Release Date Oct 31, 2004
Publisher Belknap Press
ISBN 0674014987 ISBN13 9780674014985
Reviews - What do customers think about Four Cultures of the West?
Review of John W. O'Malley's "Four Cultures of the West". Jan 3, 2005
What I most enjoyed about this book was that a noted historian stepped out of the usual role of more detailed analysis of a particular period and took the long view about the main streams of culture winding through Western history and Christianity. In this sense it is a risky book. O'Malley pulls it off, showing both his understanding of history and his power of more synthetic reflection. I don't know anything like it. It provides the reader with tools or categories of thought for his or her own reflections on history and culture. It is a book full of examples asking one to find one's own examples and to try out O'Malley's "four cultures" as a way of understanding and interrelating major figures of the past or present. I found it a very helpful review and integration of my own lifelong education in the humanities. I would particularly recommend it for capstone or synthesis courses in university core curricula or honors programs. I keep buying more copies of this book and giving it to people who are most likely to appreciate its utitily in the education in the liberal arts tradition. It is hands down the best book I have read in the past year.
Stephen V. Sundborg, S. J. President, Seattle University
A Guide Book for Today Dec 16, 2004
This is a wonderful book that feels like Vivaldi and reads like a Bach fugue. Full of life, kindness and compassion, this book is an easy read. It is open, inclusive and daring in its scope and purpose: to map out the four dominant motifs or cultures of the West.
These four cultures are more like four distinct personality types.

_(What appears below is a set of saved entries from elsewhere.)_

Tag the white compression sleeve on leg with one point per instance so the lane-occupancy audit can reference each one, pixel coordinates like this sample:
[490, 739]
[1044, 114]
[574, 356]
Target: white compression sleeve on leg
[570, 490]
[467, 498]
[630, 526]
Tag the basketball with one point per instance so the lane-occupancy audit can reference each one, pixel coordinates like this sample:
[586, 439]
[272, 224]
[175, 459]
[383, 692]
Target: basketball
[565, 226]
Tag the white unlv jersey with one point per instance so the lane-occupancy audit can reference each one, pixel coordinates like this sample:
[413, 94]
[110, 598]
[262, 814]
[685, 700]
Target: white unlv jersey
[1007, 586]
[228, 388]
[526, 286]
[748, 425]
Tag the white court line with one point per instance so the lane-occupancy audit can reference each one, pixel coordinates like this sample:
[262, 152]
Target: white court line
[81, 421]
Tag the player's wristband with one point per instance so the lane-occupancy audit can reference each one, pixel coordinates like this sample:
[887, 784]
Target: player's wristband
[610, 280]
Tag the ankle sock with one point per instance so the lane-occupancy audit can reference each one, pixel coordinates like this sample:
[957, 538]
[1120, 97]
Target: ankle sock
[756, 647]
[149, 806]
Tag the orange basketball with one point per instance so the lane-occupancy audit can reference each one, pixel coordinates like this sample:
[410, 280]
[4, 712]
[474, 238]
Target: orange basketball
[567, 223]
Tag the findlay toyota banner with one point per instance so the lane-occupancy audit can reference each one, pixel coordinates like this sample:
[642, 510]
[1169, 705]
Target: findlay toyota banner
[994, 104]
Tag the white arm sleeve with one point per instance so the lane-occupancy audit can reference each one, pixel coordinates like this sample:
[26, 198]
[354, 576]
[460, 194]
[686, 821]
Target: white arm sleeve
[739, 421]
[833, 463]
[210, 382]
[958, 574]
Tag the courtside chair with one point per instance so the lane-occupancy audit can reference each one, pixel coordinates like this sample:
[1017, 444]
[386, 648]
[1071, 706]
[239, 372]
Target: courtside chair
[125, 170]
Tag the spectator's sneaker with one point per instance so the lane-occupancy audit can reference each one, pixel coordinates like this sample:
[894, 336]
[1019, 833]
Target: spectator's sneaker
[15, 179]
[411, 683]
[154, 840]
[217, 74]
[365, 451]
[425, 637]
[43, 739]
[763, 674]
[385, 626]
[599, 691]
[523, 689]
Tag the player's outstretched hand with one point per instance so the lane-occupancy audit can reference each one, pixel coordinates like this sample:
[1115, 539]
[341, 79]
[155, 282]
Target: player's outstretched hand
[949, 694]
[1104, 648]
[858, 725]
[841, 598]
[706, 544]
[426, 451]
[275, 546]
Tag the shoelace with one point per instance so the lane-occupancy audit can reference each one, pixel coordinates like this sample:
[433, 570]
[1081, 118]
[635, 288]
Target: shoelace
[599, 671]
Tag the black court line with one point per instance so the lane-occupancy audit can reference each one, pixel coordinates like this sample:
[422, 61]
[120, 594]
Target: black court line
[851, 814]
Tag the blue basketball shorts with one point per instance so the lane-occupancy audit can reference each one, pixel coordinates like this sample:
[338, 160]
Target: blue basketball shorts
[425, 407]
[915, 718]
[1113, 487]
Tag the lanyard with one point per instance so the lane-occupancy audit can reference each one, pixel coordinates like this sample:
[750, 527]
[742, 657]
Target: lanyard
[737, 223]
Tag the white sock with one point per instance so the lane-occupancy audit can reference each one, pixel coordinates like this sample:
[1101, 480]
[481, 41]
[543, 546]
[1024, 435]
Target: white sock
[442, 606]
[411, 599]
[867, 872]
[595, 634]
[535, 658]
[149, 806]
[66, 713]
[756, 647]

Each culture has its "characters" galore and the author does a good job of letting us experience the different types of character that make up each of them.
By leading us through each culture and showing us how each develops from within, we are able to participate, with the author, in their reconstruction. This gives the reader a hands-on sense of their make up and how they operate.
What this book offers is a visceral feel for each of these cultures in their uniqueness. It is this feeling, and not some abstract attempt at categorization, that teaches us how to pick up these motifs whenever and wherever we may encounter them. It teaches us to how to discriminate these processes through pattern recognition.
This technique makes it easy to understand and feel the real distinction between the academic culture (Culture 2) and the liberal arts culture (Culture 3). I consider this the most important part the book.
The section on Culture three is must reading. It is a simple, clear exposition of the power and responsibility of the liberal arts to build character and train leaders. Surprisingly the traditional home of liberal arts education was not in the universities.
This raises some interesting questions. If the liberal arts do not belong in academia, where do they belong and how does one actually learn to be a liberal artist? What are the traditional functions of the liberal arts and how did they get side tracked as "academic disciplines?"
We tend to assume that a liberal arts education is a college education. This may not be the case and this book will tell you why.
In this sense this book can be used as a guidebook and road map to make sense of our current confusions. Used as a mirror, it points out exactly what is missing in today's colleges and professional development programs. Hence this book is must reading for educators and corporate trainers.
I can not over recommend the importance of this book for anyone interested in understanding the forces at work in today's world. These four cultures are perennial and learning to pick them up in everyday settings can give you a huge edge. Failure to do so is a recipe for frustration and confusion.
Gaining familiarity with these four cultures is probably a good way for "westerners" to develop compassion and deep-seated understanding for non-western cultures. Multi- cultural studies begin at home.
What is your cultural type and what are the "cultural settings" you most often find yourself in (at work, at play, with friends, etc)? This book might help you to find your spiritual home while also helping you to understand why you tend to avoid, resent or dismiss other "cultural types."
These are powerful claims. In my opinion this is a powerful book. It is well worth buying and reading.
A gem Dec 15, 2004
This book is a find - it captures something critically important about the modern West and will have you thinking for years to come. In many aspects, it's a very classical and a very Catholic book. Thus the way O'Malley shows how all of that shapes our culture today will come as all the more refreshing and incisive. It is not a long book you will read slowly and once, but a short book that you will first read quickly, and then again and again more carefully.